Parboil the halibut, with the onion, and remove the flesh.
Put this in a greased pie dish, with the onion finely chopped.
Sprinkle with finely chopped basil, chives and parsley.
If liked, fennel can be substituted for these herbs.
Strain and thicken the fish liquor with butter and flour.
Moisten the ingredients of the pie dish with this sauce.
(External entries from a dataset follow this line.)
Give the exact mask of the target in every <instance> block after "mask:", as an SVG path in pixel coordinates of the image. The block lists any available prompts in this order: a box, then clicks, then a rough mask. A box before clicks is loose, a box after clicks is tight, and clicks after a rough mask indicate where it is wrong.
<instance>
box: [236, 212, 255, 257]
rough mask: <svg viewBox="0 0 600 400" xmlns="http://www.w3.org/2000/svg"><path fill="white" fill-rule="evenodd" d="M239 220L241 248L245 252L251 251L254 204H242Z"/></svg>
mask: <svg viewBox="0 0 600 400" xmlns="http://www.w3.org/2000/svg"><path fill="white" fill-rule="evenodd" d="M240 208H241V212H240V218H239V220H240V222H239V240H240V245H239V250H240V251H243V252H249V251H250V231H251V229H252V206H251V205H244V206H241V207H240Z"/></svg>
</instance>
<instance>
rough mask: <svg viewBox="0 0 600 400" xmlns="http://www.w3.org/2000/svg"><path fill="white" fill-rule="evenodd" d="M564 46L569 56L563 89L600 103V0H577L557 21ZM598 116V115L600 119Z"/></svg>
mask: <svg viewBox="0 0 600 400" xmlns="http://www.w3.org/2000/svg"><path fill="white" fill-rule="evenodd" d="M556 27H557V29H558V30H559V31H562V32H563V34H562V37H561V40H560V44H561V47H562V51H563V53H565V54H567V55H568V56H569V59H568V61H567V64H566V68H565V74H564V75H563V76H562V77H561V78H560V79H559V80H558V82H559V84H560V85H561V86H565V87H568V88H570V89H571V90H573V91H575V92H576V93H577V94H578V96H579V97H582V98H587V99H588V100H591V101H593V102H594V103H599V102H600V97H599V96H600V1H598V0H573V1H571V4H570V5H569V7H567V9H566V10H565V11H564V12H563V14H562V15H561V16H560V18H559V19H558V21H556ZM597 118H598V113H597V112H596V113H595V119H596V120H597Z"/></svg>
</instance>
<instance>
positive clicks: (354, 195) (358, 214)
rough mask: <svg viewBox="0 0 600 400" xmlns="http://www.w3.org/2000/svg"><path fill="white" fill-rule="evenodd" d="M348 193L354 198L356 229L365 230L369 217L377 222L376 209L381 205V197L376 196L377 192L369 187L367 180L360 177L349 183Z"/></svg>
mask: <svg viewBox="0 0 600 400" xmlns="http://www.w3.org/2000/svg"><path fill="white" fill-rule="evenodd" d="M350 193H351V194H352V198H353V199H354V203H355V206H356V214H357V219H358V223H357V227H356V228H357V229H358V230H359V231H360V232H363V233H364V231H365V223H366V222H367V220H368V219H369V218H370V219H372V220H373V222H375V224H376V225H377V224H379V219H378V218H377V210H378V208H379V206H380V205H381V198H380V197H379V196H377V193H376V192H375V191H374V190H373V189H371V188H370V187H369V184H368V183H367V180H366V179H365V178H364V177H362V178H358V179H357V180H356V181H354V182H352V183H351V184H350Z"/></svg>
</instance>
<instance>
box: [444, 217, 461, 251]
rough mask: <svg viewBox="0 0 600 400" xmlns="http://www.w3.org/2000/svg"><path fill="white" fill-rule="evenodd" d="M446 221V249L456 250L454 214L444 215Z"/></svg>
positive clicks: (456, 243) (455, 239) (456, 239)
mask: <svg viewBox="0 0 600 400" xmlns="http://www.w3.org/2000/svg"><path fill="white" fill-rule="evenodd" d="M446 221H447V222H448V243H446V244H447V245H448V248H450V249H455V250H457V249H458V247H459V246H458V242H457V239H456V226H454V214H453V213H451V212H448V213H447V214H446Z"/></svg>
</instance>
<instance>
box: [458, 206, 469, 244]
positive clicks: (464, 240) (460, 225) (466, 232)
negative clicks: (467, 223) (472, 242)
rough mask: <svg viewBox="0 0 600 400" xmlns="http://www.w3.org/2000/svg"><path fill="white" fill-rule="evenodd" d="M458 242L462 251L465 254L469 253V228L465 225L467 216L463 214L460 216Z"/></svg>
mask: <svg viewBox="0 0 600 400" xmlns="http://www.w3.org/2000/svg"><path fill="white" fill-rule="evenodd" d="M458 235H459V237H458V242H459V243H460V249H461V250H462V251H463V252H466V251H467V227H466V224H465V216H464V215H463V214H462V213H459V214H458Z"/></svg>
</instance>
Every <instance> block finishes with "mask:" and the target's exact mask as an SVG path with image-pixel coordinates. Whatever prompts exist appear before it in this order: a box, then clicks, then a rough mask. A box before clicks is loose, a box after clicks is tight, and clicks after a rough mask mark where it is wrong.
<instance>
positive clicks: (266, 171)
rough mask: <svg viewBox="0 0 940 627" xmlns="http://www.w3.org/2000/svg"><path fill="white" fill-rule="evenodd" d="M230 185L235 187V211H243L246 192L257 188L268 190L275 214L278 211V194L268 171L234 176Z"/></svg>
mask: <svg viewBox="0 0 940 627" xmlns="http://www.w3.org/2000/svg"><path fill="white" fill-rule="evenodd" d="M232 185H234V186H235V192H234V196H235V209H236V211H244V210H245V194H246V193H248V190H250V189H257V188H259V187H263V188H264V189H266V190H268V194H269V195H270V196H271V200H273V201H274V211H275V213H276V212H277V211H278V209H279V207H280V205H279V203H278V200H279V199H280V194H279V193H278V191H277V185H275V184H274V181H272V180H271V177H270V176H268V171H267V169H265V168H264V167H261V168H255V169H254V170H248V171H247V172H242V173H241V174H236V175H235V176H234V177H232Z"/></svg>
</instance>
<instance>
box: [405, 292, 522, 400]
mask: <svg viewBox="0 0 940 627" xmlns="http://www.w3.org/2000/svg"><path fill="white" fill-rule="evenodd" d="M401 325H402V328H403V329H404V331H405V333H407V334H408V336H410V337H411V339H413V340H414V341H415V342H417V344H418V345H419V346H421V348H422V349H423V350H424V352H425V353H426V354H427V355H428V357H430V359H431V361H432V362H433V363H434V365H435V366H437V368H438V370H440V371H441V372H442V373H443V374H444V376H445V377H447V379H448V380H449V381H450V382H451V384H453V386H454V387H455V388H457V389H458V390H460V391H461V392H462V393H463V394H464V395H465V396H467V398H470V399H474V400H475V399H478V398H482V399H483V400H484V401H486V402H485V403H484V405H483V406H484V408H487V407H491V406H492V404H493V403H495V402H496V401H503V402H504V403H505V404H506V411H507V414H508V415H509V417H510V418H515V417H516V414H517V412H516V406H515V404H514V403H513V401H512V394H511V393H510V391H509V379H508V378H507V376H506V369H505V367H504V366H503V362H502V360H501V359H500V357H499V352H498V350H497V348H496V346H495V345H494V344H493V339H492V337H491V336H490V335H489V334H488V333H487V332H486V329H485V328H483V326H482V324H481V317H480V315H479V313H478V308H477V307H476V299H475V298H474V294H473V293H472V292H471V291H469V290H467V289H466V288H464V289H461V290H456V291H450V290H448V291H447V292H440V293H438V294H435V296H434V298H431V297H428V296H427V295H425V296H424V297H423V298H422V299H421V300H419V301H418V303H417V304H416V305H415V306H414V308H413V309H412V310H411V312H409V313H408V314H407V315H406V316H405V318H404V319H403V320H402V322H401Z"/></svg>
Slice the hard boiled eggs, and place them on top, dotted with a little butter.
Cover with flaky pastry.
Brush this with beaten egg yolk to gild it, and bake in a brisk oven for 30 minutes.
Both halibut and turbot steaks or collops (i.e. neat shapes) are excellent fried in deep fat, oil preferably.
Simply wash and dry your pieces, dredge with seasoned flour, dip in beaten egg and then breadcrumb them and immerse in hot fat from which a faint blue smoke is rising.
Remember with these two firm fleshed fishes, that they will take longer to cook than, say, plaice.